Le lendemain le vieux soldat fut ponctuel; il reprit de très-bonne heure son poste d'observation sur les bancs de l'estaminet. Le hasard le servit au delà de ses espérances. Vers neuf heures le valet de Granpré sortit pour aller faire quelques courses en ville. C'était une occasion précieuse; César s'empressa d'en profiter. Peu d'instants après il agitait la sonnette de l'homme d'affaires. Une vieille servante vint, ouvrir et lui indiqua son chemin du doigt; César fit un geste d'habitué et marcha sans hésiter vers le cabinet. La clef était sur la porte; il l'ouvrit avec précaution et entra. Granpré, en entendent le bruit de ses pas, releva la tête, le reconnut, et parut plus étonné qu'effrayé de cette apparition. Sa première impression fut de voir dans César un envoyé d'Éléonore.
--Vous ici, mon brave! lui dit-il, quel bon vent vous amène, et que venez-vous faire en ces parages?

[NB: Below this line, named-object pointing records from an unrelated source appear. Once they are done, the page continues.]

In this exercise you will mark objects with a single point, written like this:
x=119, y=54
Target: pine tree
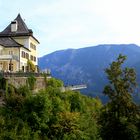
x=119, y=115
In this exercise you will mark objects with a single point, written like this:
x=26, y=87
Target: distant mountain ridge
x=86, y=65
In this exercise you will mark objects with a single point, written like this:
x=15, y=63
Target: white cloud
x=63, y=24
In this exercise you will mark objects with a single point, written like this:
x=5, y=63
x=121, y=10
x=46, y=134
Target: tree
x=119, y=115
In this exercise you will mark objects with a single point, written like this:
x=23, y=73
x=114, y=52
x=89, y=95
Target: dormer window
x=14, y=26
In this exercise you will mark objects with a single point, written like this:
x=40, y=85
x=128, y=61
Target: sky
x=63, y=24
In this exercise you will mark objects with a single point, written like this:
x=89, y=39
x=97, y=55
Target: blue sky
x=62, y=24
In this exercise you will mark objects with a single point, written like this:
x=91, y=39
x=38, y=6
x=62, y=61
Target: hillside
x=86, y=65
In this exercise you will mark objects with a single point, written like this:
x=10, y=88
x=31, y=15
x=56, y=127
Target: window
x=32, y=46
x=10, y=66
x=31, y=57
x=11, y=52
x=34, y=58
x=27, y=56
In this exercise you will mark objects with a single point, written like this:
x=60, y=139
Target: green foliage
x=31, y=66
x=31, y=82
x=54, y=83
x=49, y=114
x=119, y=115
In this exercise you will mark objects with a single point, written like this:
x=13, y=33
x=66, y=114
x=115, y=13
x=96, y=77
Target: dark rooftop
x=8, y=42
x=22, y=29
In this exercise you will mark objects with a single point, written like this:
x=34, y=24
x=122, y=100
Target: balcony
x=9, y=57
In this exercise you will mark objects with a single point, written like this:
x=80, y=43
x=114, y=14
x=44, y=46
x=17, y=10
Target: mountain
x=86, y=65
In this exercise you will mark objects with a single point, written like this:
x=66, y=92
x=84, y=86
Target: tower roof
x=8, y=42
x=22, y=29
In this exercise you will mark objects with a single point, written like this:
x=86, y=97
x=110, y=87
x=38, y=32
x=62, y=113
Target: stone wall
x=22, y=81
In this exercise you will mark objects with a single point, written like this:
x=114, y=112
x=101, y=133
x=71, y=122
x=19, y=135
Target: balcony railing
x=9, y=57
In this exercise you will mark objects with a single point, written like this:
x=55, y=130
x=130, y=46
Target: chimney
x=14, y=26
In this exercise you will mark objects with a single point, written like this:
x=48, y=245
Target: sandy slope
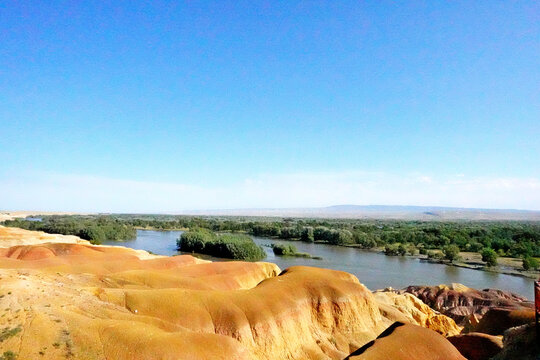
x=74, y=300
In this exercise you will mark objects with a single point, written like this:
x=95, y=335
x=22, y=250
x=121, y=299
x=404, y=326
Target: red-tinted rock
x=407, y=342
x=477, y=346
x=466, y=305
x=497, y=320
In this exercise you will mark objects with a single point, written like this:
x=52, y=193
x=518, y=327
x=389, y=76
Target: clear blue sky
x=212, y=96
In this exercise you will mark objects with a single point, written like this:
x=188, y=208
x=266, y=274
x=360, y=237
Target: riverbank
x=469, y=260
x=508, y=266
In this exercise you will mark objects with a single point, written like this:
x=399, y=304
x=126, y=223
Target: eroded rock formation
x=465, y=305
x=80, y=301
x=406, y=342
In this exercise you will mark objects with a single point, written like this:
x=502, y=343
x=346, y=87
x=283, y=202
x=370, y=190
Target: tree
x=307, y=234
x=530, y=263
x=489, y=256
x=451, y=252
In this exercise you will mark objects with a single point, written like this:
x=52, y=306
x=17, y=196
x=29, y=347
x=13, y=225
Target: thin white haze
x=61, y=192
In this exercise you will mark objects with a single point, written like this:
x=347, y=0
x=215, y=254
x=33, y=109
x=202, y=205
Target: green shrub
x=231, y=246
x=282, y=249
x=530, y=263
x=451, y=252
x=489, y=256
x=307, y=234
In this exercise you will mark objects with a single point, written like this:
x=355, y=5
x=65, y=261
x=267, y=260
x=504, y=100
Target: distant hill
x=382, y=212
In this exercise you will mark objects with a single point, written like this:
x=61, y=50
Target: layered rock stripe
x=69, y=299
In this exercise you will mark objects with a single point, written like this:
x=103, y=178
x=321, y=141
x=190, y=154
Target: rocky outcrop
x=406, y=342
x=465, y=305
x=477, y=346
x=81, y=301
x=14, y=236
x=497, y=320
x=407, y=308
x=520, y=343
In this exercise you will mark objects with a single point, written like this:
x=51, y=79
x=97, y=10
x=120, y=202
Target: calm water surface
x=374, y=270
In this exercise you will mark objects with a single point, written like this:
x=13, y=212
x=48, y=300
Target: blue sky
x=165, y=106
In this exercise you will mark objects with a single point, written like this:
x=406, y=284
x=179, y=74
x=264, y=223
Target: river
x=374, y=270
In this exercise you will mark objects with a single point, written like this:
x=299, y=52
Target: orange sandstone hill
x=72, y=300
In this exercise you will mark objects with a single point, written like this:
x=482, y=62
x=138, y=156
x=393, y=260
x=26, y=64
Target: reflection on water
x=374, y=270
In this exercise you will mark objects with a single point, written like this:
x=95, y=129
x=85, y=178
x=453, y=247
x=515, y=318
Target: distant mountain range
x=382, y=212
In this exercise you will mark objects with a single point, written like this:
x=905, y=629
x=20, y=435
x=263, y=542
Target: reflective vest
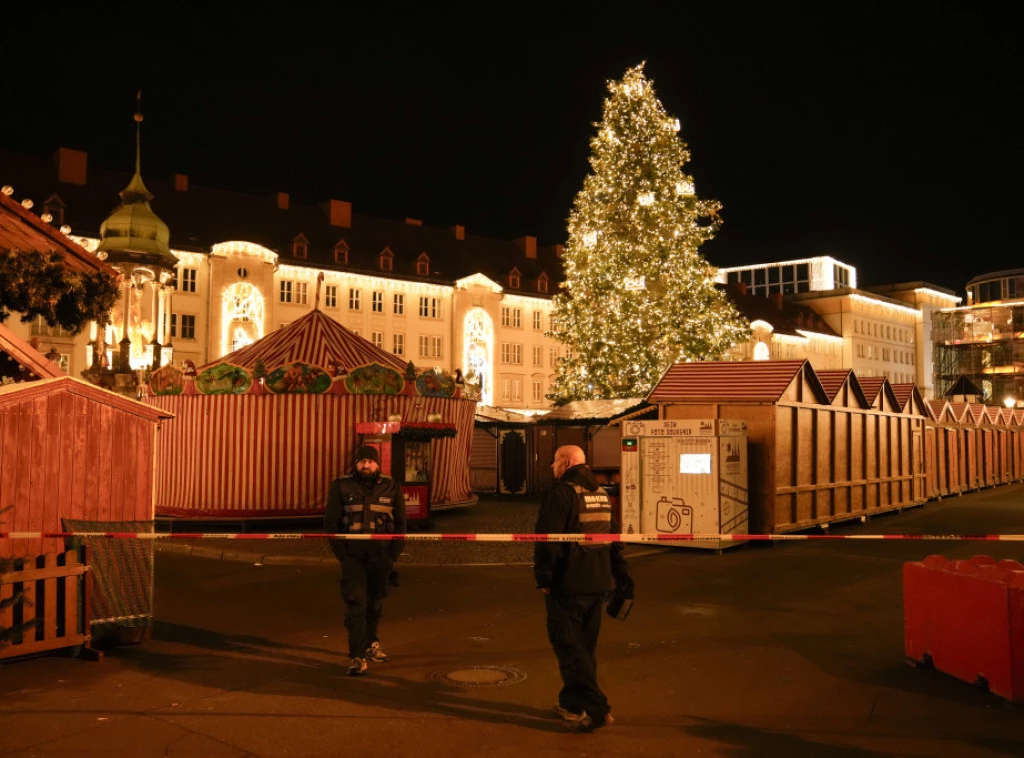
x=593, y=514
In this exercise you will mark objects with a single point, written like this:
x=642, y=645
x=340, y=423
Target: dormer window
x=53, y=207
x=341, y=252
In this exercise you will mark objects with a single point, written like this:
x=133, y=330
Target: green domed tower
x=136, y=242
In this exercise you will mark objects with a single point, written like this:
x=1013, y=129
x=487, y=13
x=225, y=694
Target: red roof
x=22, y=229
x=26, y=354
x=750, y=380
x=314, y=339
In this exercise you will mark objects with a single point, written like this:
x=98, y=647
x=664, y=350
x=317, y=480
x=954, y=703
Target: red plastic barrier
x=967, y=618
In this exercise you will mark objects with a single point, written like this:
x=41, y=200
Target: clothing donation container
x=685, y=477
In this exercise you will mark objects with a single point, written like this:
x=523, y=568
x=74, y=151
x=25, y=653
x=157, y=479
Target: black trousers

Cependant, à mesure qu'il examinait mieux le vieux soldat, l'homme d'affaires perdait de sa confiance et comprenait instinctivement qu'il avait un ennemi en face de lui. César était au bout de son rôle d'emprunt: il se dédommageait d'une longue contrainte. Son œil menaçant ne quittait pas l'œil de Granpré, sa moustache hérissée ressemblait à la fourrure du porc-épic, ses cheveux se dressaient vers le ciel avec une énergie inaccoutumée. Dans les commissures des lèvres, dans le mouvement des narines, dans le tremblement du poignet, dans les trois plis du front, on pouvait deviner que cet homme était poussé par une fatalité inexorable, et qu'il se ferait au besoin une justice vehmique. A cette idée, Granpré se troubla pour la première fois il se sentit faible devant sa conscience. Par un mouvement instinctif, il envoya la main vers un cordon de sonnette qui était à sa portée, mais il fut prévenu; le poignet de fer de César fit justice de ce geste.